Updated: August 24, 2021.
The full guide to the crawl budget and the crawl budget optimization with tons of pro tips.
Google crawl budget is the number of resources Google uses to crawl a website. In other words, it describes the number and frequency of times that Google decides to search for pages on a website.
If you have been in SEO for some time, you have probably heard about both the crawl budget and crawl budget optimization. But is this topic an important area of technical SEO? Is crawl budget optimization something you should worry about? Let’s find this out!
In this guide, you will learn what crawl budget is, what factors influence crawl budget, why crawl budget is important for SEO, how to optimize crawl budget for better SEO results, and more!
⚡ If you are reading about how to optimize the crawl budget, you are probably into technical SEO. Check my technical SEO audit guide (200+ points).
SEO Newsletter by #SEOSLY
What is Google Crawl Budget?
There are really a lot of different definitions of crawl budget and it is hard to pick just one. In addition, there are a few other terms that go hand in hand with the crawl budget.
Here are the most important ones:
- Google crawl budget is the number of URLs that Googlebot is able to crawl and wants to crawl.
- Crawl demand – which is about how much Google wants to crawl the web pages of a site – is an important part of the crawl budget. Here is a handy definition of the crawl demand from the Google Search Central documentation on the crawl budget.
- Crawl rate limit – which is supposed to limit how much Google crawls the site so as not to overload its server – is also an important component of the crawl budget. The crawl rate limit is dependent on the following three factors also listed in the Google Search Central documentation.
- Crawl budget is something that smaller sites (below a few thousand URLs) usually do not need to worry about (more about that later).
Why should you care about the crawl budget?
Here are the reasons why you want to care about the crawl budget of your site:
- You want search engines to locate and understand as many indexable pages of yours as possible, and you want them to do so in the quickest manner possible.
- You want search engines to pick up new pages you add and existing ones you update, and you want that done as soon as possible. If they index the pages sooner, you will benefit from them sooner.
- Search engines will not be able to crawl your website efficiently if you waste your crawl budget. They will spend time on areas of your site that are irrelevant, which is something that can lead to important parts of your website being left undiscovered.
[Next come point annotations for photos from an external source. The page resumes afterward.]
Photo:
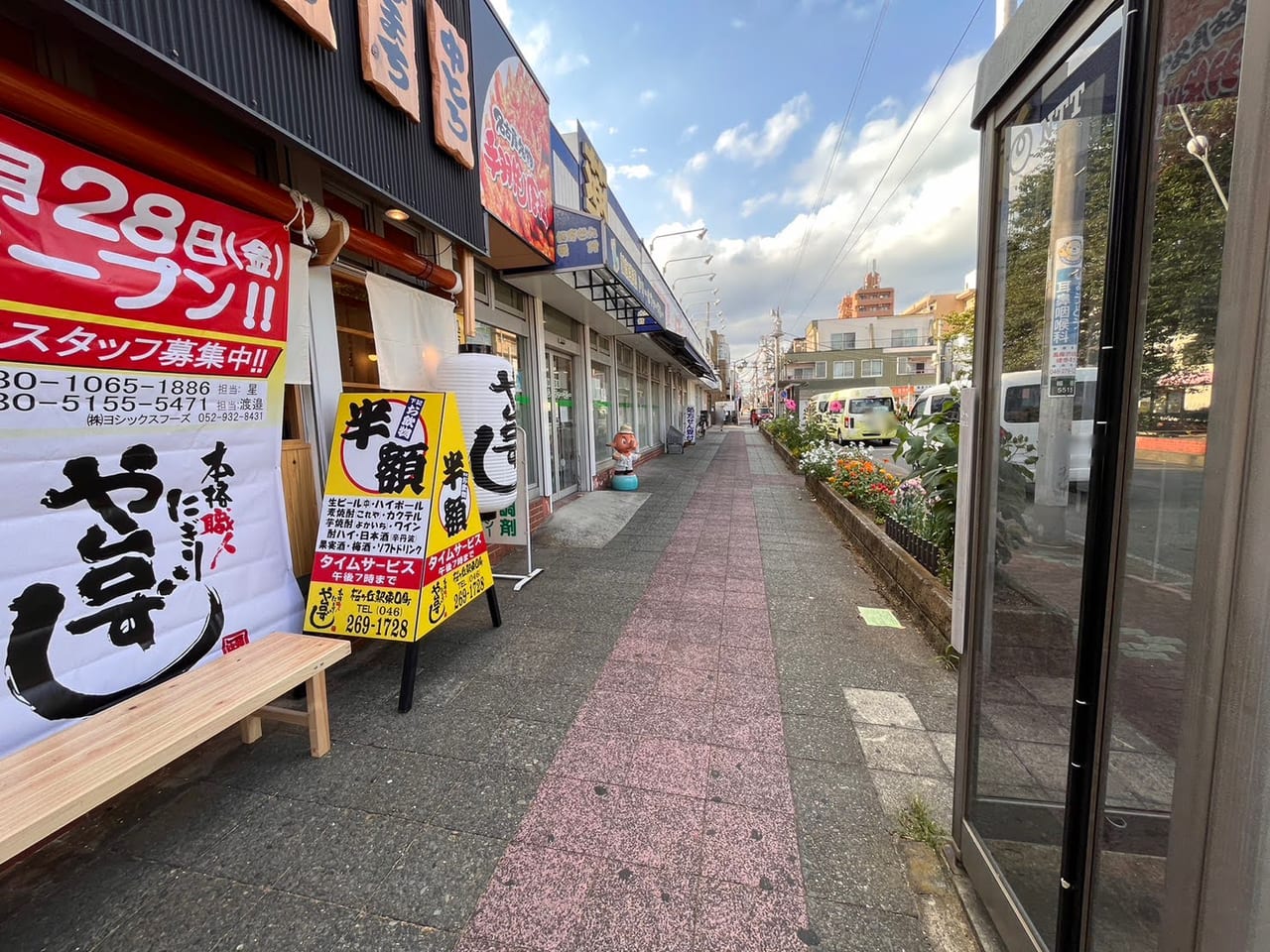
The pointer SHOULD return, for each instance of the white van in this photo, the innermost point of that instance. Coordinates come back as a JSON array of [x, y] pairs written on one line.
[[1020, 413], [1020, 416], [864, 416]]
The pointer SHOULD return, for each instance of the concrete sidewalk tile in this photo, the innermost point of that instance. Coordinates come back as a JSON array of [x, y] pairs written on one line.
[[751, 778], [309, 925], [630, 676], [485, 798], [602, 757], [747, 729], [748, 690], [634, 648], [851, 928], [816, 738], [885, 707], [896, 792], [570, 814], [262, 847], [748, 660], [899, 751], [677, 719], [751, 847], [947, 747], [698, 655], [656, 829], [86, 906], [735, 918], [636, 909], [437, 881], [670, 767], [190, 911], [331, 862], [690, 683], [535, 897], [856, 865]]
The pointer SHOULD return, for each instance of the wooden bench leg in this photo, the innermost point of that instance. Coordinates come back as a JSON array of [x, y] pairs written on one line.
[[250, 729], [318, 721]]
They won’t crawl and index these pages if they do not know about them, and you will not be in a position to bring visitors to them through search engines.
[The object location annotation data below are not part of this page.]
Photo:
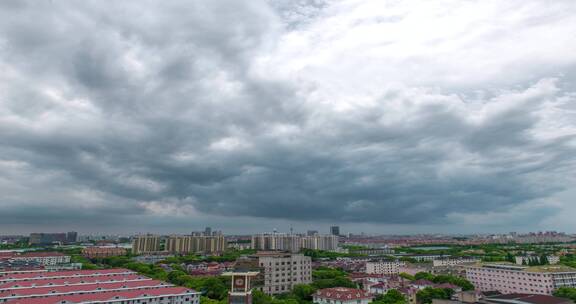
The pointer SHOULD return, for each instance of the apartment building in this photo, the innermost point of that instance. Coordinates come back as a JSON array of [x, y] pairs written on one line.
[[184, 244], [279, 271], [507, 278], [443, 262], [294, 243], [384, 266], [118, 286], [342, 295], [102, 252], [103, 274], [145, 244], [525, 260], [41, 258]]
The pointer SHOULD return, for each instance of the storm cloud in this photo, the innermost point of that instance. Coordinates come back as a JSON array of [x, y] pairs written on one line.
[[175, 114]]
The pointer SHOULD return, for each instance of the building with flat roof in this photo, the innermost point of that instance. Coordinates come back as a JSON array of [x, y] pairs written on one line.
[[103, 274], [510, 278], [47, 238], [341, 295], [384, 266], [279, 271], [184, 244], [103, 252], [449, 261], [119, 286], [145, 244], [293, 242], [335, 230]]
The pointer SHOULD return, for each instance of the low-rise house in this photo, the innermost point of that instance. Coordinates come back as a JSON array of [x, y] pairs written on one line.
[[342, 295], [421, 284]]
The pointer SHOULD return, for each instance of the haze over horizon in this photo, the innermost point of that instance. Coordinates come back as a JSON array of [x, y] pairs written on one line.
[[245, 116]]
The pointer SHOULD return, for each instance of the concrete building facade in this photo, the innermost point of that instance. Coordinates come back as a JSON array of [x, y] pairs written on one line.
[[507, 278], [196, 244], [384, 267], [145, 244]]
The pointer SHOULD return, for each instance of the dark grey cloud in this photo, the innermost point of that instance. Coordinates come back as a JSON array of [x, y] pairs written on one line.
[[113, 112]]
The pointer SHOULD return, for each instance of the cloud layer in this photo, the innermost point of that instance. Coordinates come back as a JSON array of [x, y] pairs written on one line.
[[382, 112]]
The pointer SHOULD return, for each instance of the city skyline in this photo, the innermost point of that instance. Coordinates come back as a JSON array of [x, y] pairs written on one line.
[[382, 117]]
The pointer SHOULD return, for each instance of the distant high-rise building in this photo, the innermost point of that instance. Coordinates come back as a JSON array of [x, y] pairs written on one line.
[[280, 271], [72, 237], [146, 244], [196, 244], [294, 243], [508, 279], [47, 238], [335, 230]]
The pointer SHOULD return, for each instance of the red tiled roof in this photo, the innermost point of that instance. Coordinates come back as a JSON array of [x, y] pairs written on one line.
[[41, 254], [380, 285], [86, 298], [84, 288], [361, 275], [422, 282], [342, 293], [72, 281], [446, 285], [68, 273]]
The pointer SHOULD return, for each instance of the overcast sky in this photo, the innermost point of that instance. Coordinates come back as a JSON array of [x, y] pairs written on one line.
[[379, 116]]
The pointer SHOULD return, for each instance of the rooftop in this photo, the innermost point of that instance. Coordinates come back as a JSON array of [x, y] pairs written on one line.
[[342, 293], [551, 268], [71, 281], [69, 273], [86, 288], [528, 298], [88, 298]]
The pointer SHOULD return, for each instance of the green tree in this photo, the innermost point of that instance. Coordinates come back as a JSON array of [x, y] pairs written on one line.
[[426, 295], [393, 296], [566, 292], [424, 276], [510, 258], [303, 292]]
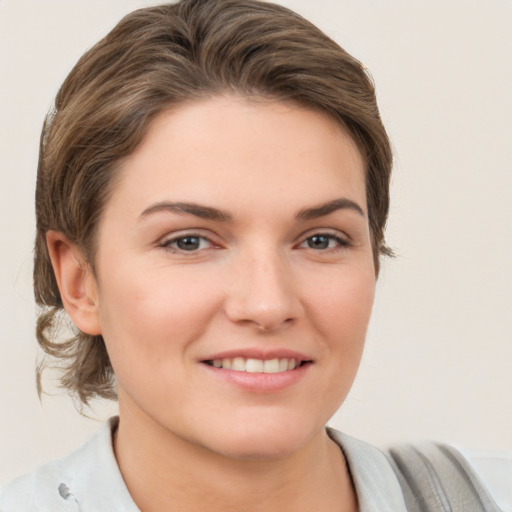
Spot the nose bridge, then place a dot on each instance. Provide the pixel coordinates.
(262, 292)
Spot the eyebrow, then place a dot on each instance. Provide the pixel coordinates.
(321, 210)
(203, 212)
(210, 213)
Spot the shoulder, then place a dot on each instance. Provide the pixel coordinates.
(377, 486)
(74, 483)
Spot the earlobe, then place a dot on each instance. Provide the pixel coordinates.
(76, 282)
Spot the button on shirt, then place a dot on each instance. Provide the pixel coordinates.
(89, 480)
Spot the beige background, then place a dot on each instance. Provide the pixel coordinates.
(439, 350)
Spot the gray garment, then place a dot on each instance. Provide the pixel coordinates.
(89, 480)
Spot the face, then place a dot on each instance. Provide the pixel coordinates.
(234, 276)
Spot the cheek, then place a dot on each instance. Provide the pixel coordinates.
(344, 305)
(146, 316)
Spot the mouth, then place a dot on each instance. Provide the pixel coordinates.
(252, 365)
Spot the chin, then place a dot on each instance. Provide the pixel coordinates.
(257, 442)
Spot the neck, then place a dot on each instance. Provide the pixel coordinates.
(165, 472)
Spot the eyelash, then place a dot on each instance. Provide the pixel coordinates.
(171, 244)
(340, 243)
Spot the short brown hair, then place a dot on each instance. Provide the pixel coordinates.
(162, 56)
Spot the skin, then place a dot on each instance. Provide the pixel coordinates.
(256, 279)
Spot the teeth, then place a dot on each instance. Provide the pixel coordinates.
(240, 364)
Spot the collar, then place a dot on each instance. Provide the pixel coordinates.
(377, 486)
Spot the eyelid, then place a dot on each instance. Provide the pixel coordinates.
(341, 238)
(166, 241)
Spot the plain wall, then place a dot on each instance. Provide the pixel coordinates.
(439, 349)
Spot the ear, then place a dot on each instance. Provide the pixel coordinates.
(76, 282)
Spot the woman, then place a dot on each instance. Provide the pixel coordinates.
(211, 202)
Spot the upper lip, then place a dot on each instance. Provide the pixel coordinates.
(258, 353)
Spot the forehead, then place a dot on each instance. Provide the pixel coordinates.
(228, 148)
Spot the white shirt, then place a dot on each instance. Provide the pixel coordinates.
(89, 480)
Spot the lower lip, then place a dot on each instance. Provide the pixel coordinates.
(261, 382)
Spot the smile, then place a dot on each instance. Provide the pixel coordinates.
(250, 365)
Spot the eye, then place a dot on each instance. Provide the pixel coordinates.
(187, 243)
(323, 241)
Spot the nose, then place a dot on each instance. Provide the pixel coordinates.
(262, 293)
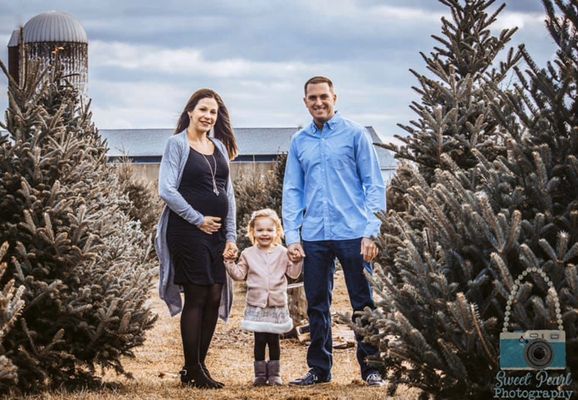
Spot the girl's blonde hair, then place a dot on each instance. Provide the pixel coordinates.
(265, 213)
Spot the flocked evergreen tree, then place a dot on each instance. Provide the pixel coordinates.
(80, 257)
(11, 304)
(445, 280)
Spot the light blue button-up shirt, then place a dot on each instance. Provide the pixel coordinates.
(333, 185)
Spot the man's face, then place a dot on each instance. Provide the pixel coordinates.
(320, 101)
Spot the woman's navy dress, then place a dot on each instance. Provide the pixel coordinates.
(198, 256)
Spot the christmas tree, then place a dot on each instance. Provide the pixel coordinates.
(81, 258)
(472, 225)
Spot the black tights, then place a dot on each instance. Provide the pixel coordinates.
(263, 340)
(198, 321)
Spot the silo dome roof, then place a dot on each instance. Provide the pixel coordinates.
(54, 26)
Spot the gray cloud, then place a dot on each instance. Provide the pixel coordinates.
(147, 57)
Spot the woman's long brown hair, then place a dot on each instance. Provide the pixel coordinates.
(222, 129)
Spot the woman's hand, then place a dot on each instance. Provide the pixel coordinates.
(211, 225)
(231, 251)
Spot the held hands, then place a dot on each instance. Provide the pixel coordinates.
(211, 225)
(231, 251)
(295, 252)
(369, 249)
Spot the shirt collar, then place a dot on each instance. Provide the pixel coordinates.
(313, 129)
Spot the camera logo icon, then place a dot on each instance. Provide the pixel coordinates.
(530, 350)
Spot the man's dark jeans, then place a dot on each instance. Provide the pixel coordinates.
(318, 271)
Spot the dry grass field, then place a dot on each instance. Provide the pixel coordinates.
(230, 360)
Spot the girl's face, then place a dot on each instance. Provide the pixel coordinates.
(265, 232)
(204, 115)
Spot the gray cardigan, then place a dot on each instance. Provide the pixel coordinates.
(170, 174)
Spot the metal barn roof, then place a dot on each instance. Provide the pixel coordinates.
(150, 143)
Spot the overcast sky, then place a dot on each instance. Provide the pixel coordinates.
(147, 57)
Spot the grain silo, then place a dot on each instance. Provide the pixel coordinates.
(47, 36)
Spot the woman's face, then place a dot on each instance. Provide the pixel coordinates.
(204, 115)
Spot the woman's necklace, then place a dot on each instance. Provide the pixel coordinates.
(213, 172)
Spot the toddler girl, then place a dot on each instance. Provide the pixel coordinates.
(265, 265)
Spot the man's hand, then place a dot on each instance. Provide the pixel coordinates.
(231, 251)
(295, 252)
(211, 225)
(369, 249)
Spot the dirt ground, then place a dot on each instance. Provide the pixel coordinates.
(230, 360)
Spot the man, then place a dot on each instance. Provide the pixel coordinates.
(332, 189)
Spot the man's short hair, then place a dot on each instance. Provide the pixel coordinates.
(316, 80)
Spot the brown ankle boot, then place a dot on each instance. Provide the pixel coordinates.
(260, 373)
(274, 373)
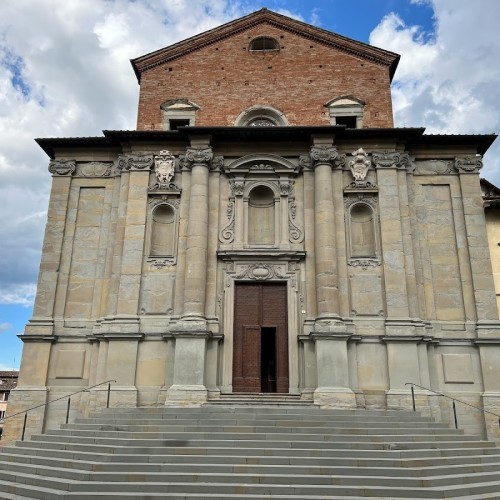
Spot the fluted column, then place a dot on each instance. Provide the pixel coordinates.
(324, 222)
(197, 237)
(191, 336)
(330, 334)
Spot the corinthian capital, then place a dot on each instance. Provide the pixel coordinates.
(468, 164)
(198, 156)
(321, 155)
(62, 167)
(138, 161)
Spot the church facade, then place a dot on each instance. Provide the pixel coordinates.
(265, 229)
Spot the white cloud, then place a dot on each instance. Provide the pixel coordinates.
(449, 83)
(65, 71)
(18, 294)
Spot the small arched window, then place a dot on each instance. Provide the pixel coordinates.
(261, 216)
(264, 44)
(163, 231)
(362, 231)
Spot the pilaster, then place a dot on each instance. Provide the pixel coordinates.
(393, 248)
(42, 321)
(333, 387)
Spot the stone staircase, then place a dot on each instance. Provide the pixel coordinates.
(246, 449)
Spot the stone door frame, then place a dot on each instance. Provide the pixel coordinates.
(262, 271)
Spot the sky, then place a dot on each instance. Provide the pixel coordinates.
(65, 71)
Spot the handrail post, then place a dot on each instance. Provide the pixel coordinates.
(67, 410)
(24, 425)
- Wasting the crawl budget is harmful to the site’s SEO performance.
When should you care about the crawl budget?
And here is when you should really worry about the crawl budget of your site:
- The crawl budget, generally speaking, is only something you need to worry about if you have a large website, for example, 10,000+ pages. Here is what the Google documentation says about it.
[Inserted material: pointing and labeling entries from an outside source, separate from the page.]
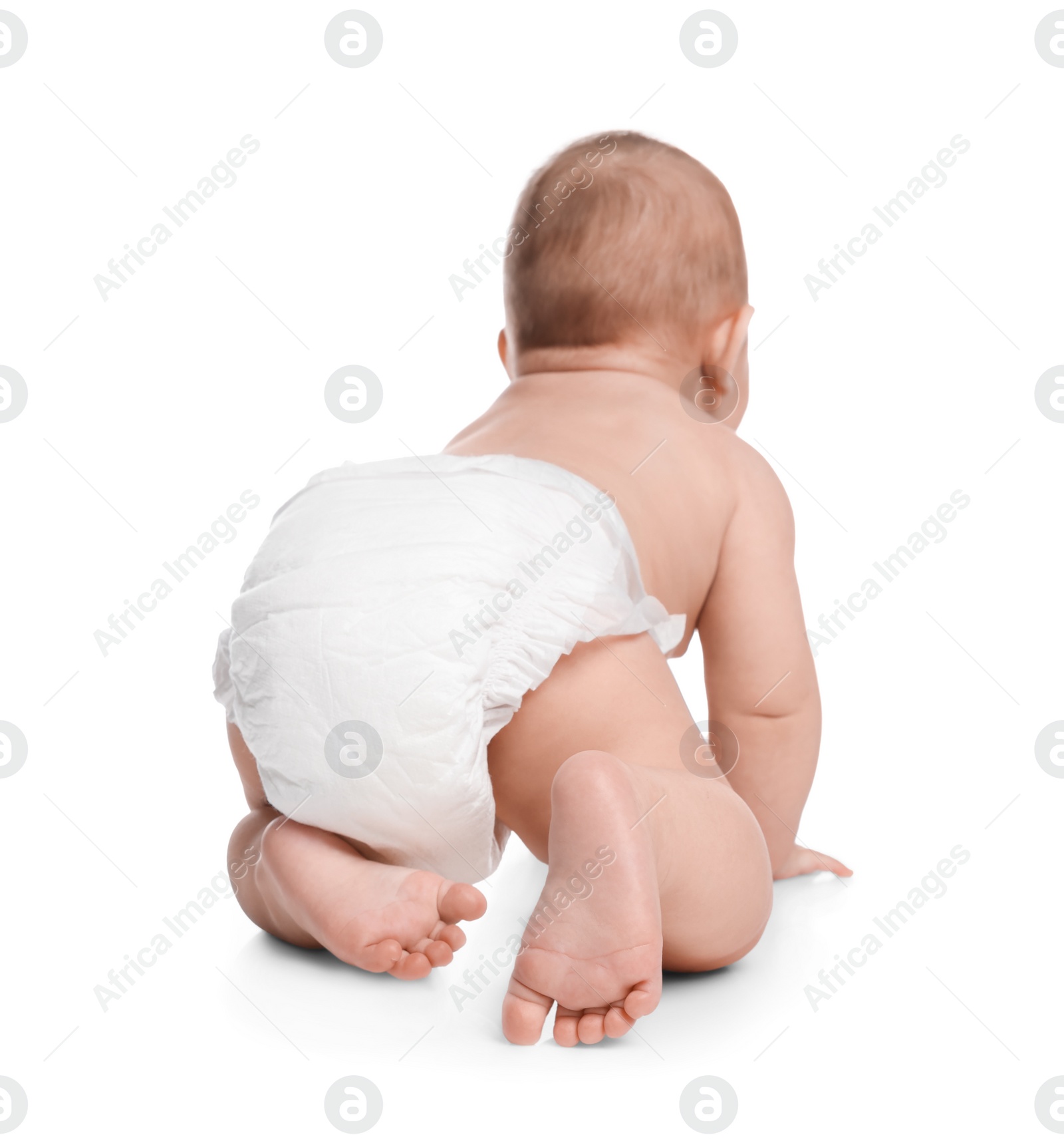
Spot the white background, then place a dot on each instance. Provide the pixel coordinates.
(154, 410)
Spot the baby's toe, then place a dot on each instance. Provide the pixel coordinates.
(524, 1013)
(616, 1023)
(454, 935)
(460, 901)
(591, 1027)
(642, 1001)
(376, 957)
(565, 1026)
(438, 953)
(411, 965)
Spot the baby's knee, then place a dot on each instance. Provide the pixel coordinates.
(591, 768)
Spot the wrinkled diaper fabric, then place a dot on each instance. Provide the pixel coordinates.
(389, 627)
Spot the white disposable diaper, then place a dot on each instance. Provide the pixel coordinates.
(389, 625)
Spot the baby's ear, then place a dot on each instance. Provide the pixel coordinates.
(727, 338)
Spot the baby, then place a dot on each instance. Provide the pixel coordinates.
(432, 652)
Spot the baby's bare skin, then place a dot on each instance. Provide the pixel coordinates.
(592, 758)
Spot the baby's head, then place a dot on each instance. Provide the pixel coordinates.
(622, 241)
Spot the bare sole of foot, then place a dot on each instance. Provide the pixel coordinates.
(594, 943)
(378, 917)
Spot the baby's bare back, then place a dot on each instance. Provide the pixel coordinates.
(673, 476)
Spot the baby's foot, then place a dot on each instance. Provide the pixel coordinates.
(594, 943)
(368, 914)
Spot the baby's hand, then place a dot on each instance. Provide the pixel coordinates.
(803, 862)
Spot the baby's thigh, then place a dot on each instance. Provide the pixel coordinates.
(616, 694)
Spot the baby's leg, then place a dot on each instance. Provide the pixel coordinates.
(690, 886)
(314, 889)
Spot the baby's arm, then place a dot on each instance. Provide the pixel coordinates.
(760, 676)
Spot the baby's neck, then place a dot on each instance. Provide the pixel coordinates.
(601, 362)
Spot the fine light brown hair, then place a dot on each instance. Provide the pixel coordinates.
(618, 235)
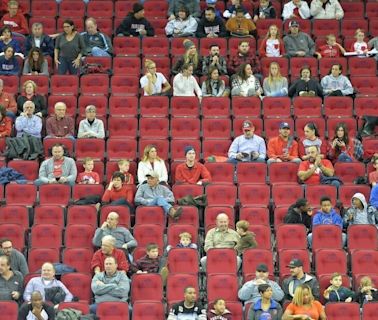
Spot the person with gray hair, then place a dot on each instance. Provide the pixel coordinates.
(27, 122)
(91, 127)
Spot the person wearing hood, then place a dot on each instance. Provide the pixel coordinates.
(360, 212)
(135, 24)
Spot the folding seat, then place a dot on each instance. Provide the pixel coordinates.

- The crawl budget quickly becomes tight for the websites which make daily changes or have a large number of subpages that don’t need to be crawled.
- This has a particular impact on online shops with thousands of products, numerous product categories, wish lists, recommendation lists, filter options, search functions, etc. as ones that fit that category.
- With regards to issues of indexing duration, it makes sense to take a look at your crawl budget if you notice that new pages or updated content are taking a long time to be indexed to find a potential solution.
The Main Factors That Influence The Crawl Budget
There are several factors that affect the crawl budget. Most of them can have a negative impact on the crawl budget.
Here are the factors to consider and pay attention to with regards to the crawl budget:
- When a Googlebot crawls your website, it is important that all pages offer added value. A problem often arises when a website contains too many low-quality web pages.
- Because of the crawl limit, not all pages of the website may be crawled and therefore indexed. This can then translate to getting less traffic. Here is the definition of the crawl limit from the Google documentation.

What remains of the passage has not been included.